Berlin hatte damals angemerkt, dass man einen Verbleib des Raketensystems auf dem Territorium der NATO bevorzugen würde. Doch in weniger als zwei Monaten änderten sich die Dinge. Anfang Januar einigten sich die Vereinigten Staaten und Deutschland darauf, eine deutsche Patriot-Batterie in die Ukraine zu schicken. Die Ankündigung erfolgte in einer gemeinsamen Erklärung von US-Präsident Joe Biden und Bundeskanzler Olaf Scholz nach ihrem ersten Telefongespräch im neuen Jahr. Die Ausbildung der Truppen soll sowohl in den USA als auch in Deutschland stattfinden. Die Überführung der Batterie ist für das erste Quartal des laufenden Jahres geplant. Diese wird somit zu Kiews zweiter Batterie, nachdem Ende Dezember 2022 bekannt wurde, das die erste von den USA an die Ukraine übergeben wird, als Teil des jüngsten Militärpakets, das sich auf insgesamt 1,8 Milliarden US-Dollar beläuft.

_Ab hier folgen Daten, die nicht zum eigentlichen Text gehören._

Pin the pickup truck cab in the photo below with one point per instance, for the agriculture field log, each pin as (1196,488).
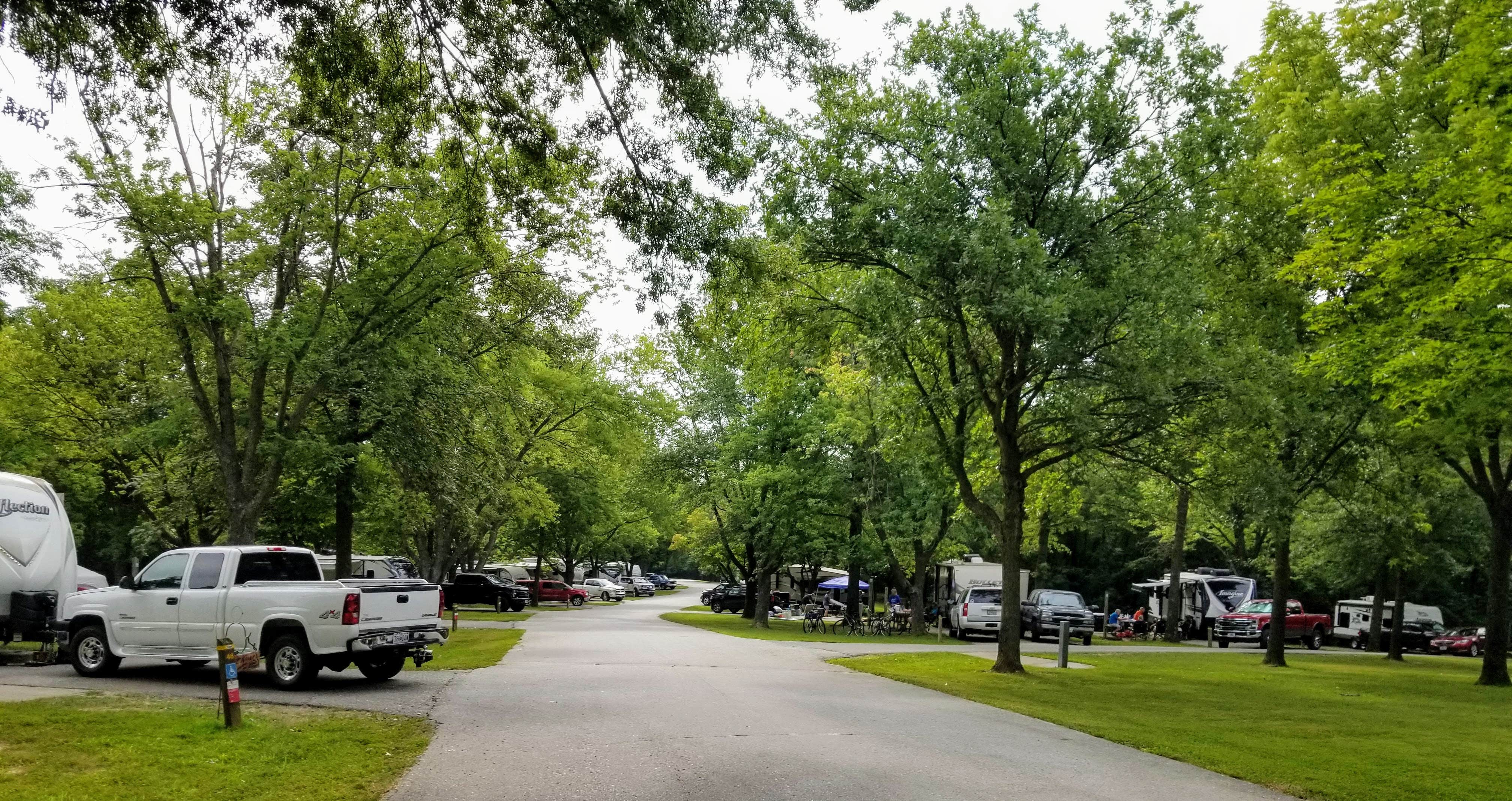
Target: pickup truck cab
(502,595)
(1251,623)
(1042,613)
(265,598)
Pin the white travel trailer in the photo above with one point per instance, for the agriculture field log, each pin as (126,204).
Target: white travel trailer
(371,567)
(1206,596)
(38,564)
(958,575)
(1352,616)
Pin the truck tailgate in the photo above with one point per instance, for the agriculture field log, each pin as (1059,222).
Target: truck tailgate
(397,604)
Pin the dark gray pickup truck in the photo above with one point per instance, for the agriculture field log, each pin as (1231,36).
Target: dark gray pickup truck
(1042,613)
(502,595)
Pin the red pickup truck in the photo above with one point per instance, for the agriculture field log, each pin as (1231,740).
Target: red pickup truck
(1251,623)
(558,592)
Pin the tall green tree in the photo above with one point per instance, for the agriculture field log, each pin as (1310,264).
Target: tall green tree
(1392,126)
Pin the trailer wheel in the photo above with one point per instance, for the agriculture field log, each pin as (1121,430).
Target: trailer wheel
(91,654)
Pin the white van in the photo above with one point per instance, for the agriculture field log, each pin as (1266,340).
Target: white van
(1352,617)
(38,563)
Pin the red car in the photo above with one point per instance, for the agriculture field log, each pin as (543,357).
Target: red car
(1461,642)
(558,592)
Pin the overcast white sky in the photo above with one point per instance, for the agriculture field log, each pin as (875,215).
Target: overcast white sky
(1234,25)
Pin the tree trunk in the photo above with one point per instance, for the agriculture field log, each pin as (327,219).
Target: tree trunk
(1011,539)
(536,585)
(1398,617)
(1494,666)
(1178,563)
(1044,551)
(1281,592)
(760,613)
(854,572)
(1378,608)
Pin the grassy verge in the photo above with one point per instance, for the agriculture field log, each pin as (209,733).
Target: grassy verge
(1334,727)
(484,614)
(134,749)
(471,649)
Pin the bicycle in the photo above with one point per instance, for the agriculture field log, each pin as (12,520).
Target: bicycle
(814,620)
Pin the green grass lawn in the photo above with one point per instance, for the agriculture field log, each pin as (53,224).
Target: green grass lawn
(132,749)
(471,649)
(484,614)
(1336,727)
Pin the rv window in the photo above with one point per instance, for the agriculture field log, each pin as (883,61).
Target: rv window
(206,570)
(167,573)
(277,567)
(986,596)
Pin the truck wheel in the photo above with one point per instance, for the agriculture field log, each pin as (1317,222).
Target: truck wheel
(383,670)
(291,664)
(91,654)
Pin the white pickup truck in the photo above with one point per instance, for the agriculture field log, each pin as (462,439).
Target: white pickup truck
(265,598)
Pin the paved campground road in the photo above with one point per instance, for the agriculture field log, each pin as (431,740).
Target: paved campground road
(619,703)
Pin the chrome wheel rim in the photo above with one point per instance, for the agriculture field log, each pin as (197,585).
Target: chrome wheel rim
(288,664)
(91,652)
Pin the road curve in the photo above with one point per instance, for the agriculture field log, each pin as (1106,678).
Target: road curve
(618,703)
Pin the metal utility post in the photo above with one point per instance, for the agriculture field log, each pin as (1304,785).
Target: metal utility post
(230,685)
(1064,658)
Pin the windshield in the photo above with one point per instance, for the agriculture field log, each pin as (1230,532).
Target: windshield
(1062,599)
(1230,592)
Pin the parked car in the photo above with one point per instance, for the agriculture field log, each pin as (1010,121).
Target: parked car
(1418,635)
(1461,642)
(977,611)
(706,595)
(602,589)
(1251,623)
(271,598)
(558,592)
(502,595)
(1041,616)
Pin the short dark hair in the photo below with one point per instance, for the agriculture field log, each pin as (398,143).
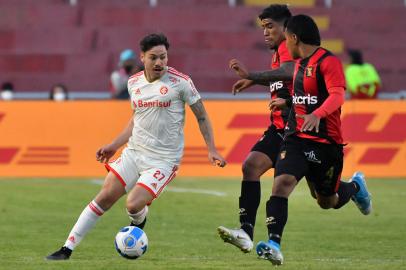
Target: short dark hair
(153,40)
(356,56)
(278,13)
(304,28)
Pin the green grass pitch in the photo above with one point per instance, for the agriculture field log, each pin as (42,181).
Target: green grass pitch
(37,214)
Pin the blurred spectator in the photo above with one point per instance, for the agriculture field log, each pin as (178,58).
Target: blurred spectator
(58,92)
(127,67)
(363,81)
(7,91)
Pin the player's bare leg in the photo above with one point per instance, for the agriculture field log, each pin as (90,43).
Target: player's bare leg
(137,205)
(255,165)
(111,191)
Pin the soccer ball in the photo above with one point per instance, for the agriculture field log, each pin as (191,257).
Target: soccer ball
(131,242)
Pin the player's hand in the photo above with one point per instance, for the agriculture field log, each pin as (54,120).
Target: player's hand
(104,154)
(239,68)
(311,122)
(277,103)
(241,85)
(216,159)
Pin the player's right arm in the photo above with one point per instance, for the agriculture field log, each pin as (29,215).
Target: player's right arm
(105,152)
(283,73)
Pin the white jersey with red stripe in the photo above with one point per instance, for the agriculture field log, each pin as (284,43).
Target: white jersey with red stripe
(159,114)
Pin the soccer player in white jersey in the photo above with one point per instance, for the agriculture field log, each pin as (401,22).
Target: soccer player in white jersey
(154,137)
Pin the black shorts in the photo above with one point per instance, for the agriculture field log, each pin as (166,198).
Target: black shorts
(320,163)
(270,143)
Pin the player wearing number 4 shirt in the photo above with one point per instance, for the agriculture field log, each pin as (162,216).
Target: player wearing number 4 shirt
(313,144)
(154,137)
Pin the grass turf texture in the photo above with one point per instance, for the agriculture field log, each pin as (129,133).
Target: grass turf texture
(37,214)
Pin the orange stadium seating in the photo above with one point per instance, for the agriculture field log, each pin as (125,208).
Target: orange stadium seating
(49,41)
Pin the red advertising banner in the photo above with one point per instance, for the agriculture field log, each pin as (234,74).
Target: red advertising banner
(50,139)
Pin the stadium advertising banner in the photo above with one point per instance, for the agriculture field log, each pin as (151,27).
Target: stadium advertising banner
(51,139)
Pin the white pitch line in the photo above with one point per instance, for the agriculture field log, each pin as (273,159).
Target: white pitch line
(196,190)
(180,190)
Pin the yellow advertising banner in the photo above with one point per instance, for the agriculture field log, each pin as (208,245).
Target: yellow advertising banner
(51,139)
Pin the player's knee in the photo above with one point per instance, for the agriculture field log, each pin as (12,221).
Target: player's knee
(313,194)
(283,185)
(135,205)
(250,169)
(325,203)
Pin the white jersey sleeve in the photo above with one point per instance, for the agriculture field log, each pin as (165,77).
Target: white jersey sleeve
(189,93)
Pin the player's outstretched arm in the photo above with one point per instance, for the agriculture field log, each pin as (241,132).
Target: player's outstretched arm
(283,73)
(207,133)
(105,152)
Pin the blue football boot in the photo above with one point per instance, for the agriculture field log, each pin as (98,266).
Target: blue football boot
(270,251)
(362,198)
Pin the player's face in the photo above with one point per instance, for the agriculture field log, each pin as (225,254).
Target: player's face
(292,45)
(273,33)
(155,62)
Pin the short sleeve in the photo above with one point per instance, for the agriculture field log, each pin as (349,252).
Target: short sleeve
(284,55)
(190,95)
(332,71)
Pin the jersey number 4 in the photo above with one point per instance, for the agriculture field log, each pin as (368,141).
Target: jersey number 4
(158,175)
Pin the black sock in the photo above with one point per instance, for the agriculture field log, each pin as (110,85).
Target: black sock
(345,192)
(249,203)
(277,216)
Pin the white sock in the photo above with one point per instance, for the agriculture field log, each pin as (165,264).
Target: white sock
(139,217)
(85,223)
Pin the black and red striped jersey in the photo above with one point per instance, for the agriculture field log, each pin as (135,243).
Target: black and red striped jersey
(280,89)
(313,77)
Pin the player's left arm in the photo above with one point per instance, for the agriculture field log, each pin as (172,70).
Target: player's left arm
(334,79)
(207,132)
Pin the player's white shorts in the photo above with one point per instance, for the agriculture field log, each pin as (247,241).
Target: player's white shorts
(133,168)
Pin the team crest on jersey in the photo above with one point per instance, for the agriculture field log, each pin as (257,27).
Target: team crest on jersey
(283,155)
(310,71)
(173,79)
(163,90)
(275,58)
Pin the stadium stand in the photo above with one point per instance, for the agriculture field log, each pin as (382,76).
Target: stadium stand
(49,41)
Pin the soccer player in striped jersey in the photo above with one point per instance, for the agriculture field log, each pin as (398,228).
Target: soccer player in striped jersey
(313,143)
(263,154)
(154,138)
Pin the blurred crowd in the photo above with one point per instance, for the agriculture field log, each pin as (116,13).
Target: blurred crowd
(363,81)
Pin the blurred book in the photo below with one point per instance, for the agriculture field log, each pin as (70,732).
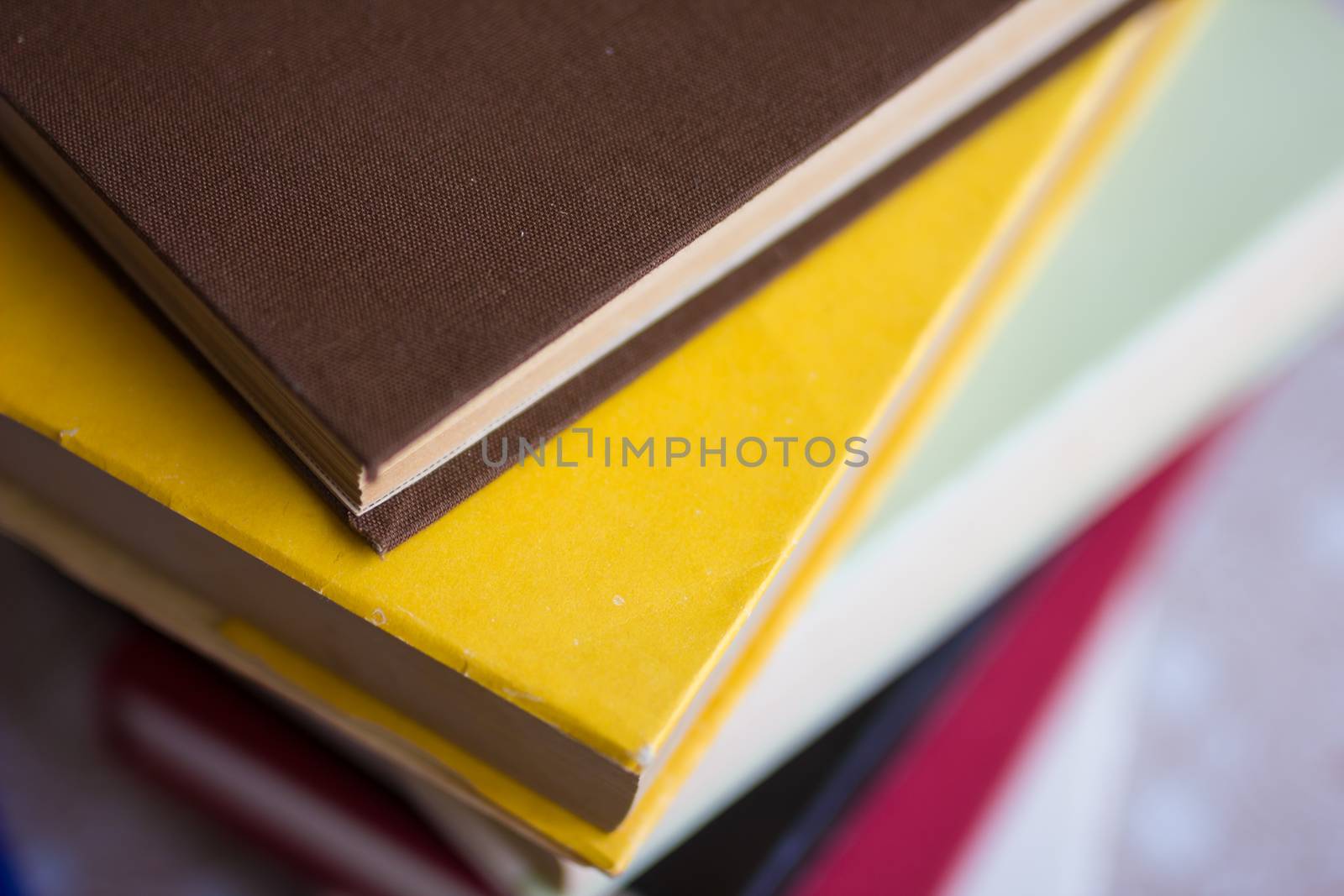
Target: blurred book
(1089,354)
(501,669)
(1119,348)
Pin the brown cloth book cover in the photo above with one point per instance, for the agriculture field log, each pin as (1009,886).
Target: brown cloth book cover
(393,207)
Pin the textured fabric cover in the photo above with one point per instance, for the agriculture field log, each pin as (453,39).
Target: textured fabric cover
(396,203)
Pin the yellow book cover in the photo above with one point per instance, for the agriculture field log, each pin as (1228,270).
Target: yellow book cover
(597,598)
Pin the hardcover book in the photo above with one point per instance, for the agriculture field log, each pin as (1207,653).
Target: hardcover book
(396,228)
(557,680)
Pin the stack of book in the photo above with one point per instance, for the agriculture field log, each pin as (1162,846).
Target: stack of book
(571,410)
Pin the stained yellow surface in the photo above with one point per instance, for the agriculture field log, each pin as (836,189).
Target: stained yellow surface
(596,598)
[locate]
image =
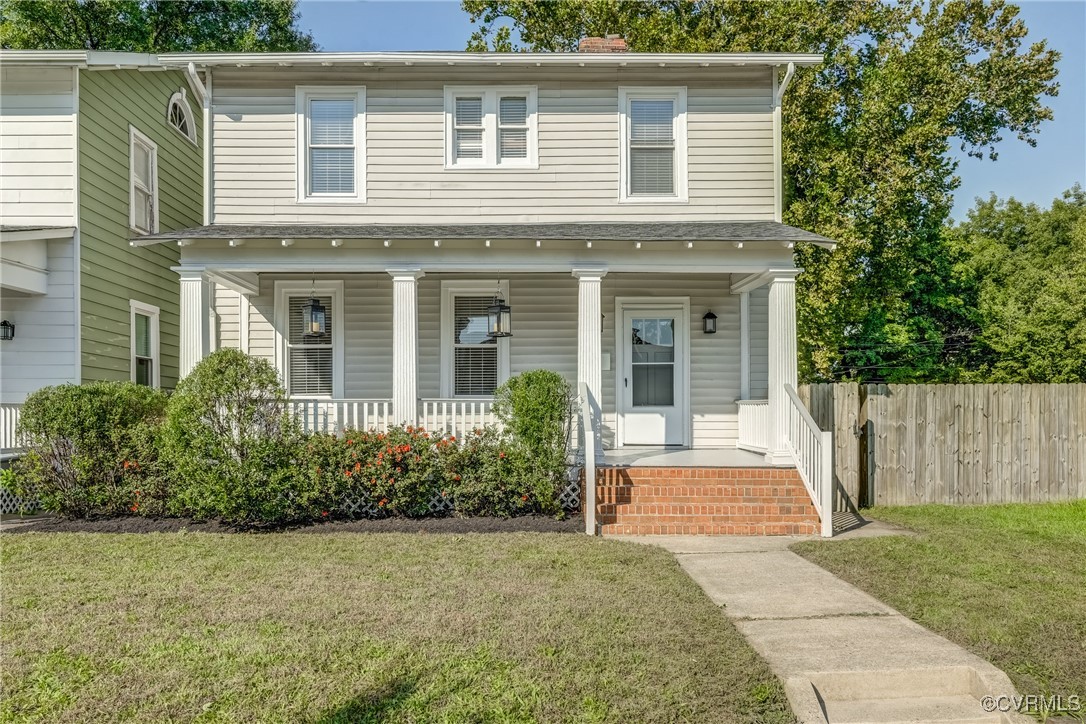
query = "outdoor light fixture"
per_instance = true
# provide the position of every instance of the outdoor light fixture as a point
(497, 317)
(710, 322)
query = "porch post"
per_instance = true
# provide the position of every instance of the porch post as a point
(589, 341)
(405, 344)
(194, 338)
(782, 362)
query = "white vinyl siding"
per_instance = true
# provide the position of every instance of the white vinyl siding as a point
(330, 129)
(730, 139)
(491, 127)
(37, 145)
(544, 335)
(653, 138)
(143, 182)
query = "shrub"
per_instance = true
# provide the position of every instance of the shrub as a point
(89, 447)
(232, 447)
(535, 409)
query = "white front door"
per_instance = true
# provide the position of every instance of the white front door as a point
(653, 383)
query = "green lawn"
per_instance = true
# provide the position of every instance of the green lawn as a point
(287, 627)
(1006, 582)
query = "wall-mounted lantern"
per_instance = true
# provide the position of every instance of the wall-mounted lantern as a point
(497, 318)
(710, 322)
(314, 317)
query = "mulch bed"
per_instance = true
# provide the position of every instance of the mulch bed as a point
(455, 525)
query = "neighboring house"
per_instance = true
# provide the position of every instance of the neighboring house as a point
(97, 147)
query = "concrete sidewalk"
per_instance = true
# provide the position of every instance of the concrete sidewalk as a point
(843, 656)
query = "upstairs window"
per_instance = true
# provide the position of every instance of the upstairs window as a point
(490, 127)
(179, 116)
(143, 182)
(330, 135)
(653, 123)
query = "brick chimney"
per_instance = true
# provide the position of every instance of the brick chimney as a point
(608, 43)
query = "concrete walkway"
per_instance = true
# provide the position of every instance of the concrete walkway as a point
(843, 656)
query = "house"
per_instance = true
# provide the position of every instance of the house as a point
(96, 147)
(365, 213)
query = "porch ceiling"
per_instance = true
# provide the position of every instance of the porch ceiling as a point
(729, 231)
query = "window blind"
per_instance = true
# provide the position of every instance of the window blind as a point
(652, 148)
(308, 358)
(467, 123)
(513, 127)
(475, 355)
(331, 145)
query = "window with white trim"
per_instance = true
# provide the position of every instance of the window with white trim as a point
(330, 143)
(143, 182)
(474, 364)
(179, 116)
(144, 343)
(311, 365)
(653, 132)
(490, 127)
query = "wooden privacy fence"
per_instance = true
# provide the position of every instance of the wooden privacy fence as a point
(909, 444)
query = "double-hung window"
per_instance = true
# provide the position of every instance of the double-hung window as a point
(653, 136)
(474, 364)
(142, 182)
(312, 364)
(144, 343)
(330, 143)
(490, 127)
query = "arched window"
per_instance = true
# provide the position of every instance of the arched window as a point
(179, 116)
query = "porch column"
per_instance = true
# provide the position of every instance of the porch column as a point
(782, 362)
(589, 341)
(194, 338)
(405, 344)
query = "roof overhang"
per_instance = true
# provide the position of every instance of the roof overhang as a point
(445, 59)
(736, 232)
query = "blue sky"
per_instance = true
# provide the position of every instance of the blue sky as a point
(1030, 174)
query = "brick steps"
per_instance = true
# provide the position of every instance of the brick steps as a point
(704, 502)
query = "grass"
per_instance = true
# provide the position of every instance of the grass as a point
(286, 627)
(1006, 582)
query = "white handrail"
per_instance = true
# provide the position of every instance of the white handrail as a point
(589, 445)
(812, 451)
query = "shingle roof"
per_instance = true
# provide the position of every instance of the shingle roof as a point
(747, 231)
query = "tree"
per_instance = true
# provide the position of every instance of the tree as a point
(1026, 268)
(866, 145)
(153, 26)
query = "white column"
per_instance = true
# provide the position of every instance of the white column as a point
(194, 338)
(782, 363)
(405, 344)
(590, 342)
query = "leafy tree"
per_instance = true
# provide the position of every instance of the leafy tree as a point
(153, 26)
(866, 145)
(1026, 268)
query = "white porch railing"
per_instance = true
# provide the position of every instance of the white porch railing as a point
(455, 417)
(812, 451)
(338, 415)
(9, 423)
(754, 424)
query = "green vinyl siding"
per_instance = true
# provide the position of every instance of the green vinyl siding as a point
(112, 271)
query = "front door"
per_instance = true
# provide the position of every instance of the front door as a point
(653, 396)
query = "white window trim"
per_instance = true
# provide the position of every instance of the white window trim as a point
(134, 137)
(490, 97)
(136, 307)
(451, 289)
(180, 99)
(302, 97)
(283, 290)
(677, 93)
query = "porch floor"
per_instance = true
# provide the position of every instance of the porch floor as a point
(681, 457)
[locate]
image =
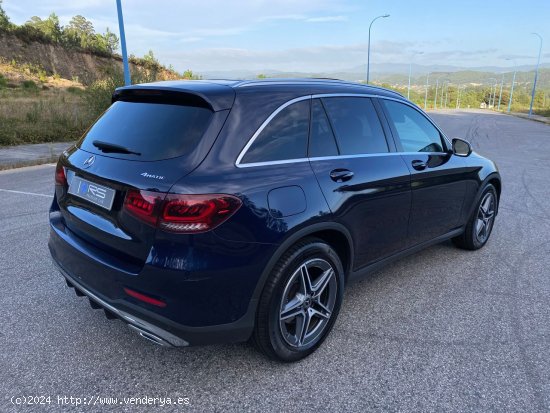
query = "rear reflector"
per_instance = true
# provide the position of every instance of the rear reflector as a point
(143, 205)
(60, 177)
(144, 298)
(181, 213)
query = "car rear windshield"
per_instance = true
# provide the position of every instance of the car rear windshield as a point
(147, 131)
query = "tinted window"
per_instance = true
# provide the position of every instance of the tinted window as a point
(156, 131)
(321, 138)
(285, 137)
(356, 125)
(416, 133)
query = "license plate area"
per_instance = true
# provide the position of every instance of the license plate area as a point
(99, 195)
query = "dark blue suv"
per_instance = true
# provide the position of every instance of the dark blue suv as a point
(222, 211)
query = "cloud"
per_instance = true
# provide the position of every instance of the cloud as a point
(326, 19)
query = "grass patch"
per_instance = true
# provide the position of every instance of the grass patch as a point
(29, 115)
(29, 85)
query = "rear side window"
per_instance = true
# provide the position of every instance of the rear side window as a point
(321, 137)
(416, 133)
(153, 130)
(285, 137)
(356, 124)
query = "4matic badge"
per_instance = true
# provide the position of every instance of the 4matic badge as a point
(148, 175)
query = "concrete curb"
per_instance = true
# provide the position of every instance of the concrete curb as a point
(34, 154)
(536, 118)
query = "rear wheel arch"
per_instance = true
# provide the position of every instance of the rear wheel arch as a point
(332, 233)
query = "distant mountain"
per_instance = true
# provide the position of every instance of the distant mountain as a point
(397, 73)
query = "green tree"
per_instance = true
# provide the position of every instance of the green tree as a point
(80, 32)
(50, 28)
(189, 75)
(5, 23)
(150, 58)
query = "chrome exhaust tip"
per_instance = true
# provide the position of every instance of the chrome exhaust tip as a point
(150, 336)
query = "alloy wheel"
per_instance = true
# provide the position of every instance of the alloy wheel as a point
(485, 217)
(308, 302)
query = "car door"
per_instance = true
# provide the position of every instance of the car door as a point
(365, 182)
(437, 180)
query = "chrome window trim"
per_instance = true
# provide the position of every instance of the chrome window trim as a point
(238, 163)
(263, 126)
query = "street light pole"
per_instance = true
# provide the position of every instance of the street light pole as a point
(493, 86)
(127, 80)
(536, 76)
(410, 71)
(426, 93)
(500, 94)
(513, 83)
(435, 98)
(368, 50)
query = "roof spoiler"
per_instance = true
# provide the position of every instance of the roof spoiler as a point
(211, 95)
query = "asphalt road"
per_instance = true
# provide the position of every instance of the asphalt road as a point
(443, 330)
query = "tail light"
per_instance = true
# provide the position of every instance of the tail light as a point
(60, 177)
(181, 213)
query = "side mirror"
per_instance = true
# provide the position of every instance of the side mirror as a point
(461, 147)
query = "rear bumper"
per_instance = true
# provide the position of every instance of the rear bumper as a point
(147, 330)
(195, 299)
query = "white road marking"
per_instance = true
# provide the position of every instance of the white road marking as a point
(25, 193)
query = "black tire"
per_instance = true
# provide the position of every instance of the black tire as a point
(472, 238)
(279, 335)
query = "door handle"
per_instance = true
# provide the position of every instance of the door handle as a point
(418, 165)
(341, 175)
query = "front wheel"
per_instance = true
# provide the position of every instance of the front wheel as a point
(300, 301)
(479, 227)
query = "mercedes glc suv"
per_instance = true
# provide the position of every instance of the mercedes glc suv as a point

Experten des Zentrums für strategische und internationale Studien stellen fest, dass der Patriot das teuerste Waffensystem ist, dass die USA der Ukraine bisher zur Verfügung gestellt haben. Sie schätzen, dass die Gesamtkosten eines Patriot-Systems eine Milliarde Dollar erreichen könne: 400 Millionen Dollar für die Ausrüstung und 690 Millionen Dollar für die Raketen.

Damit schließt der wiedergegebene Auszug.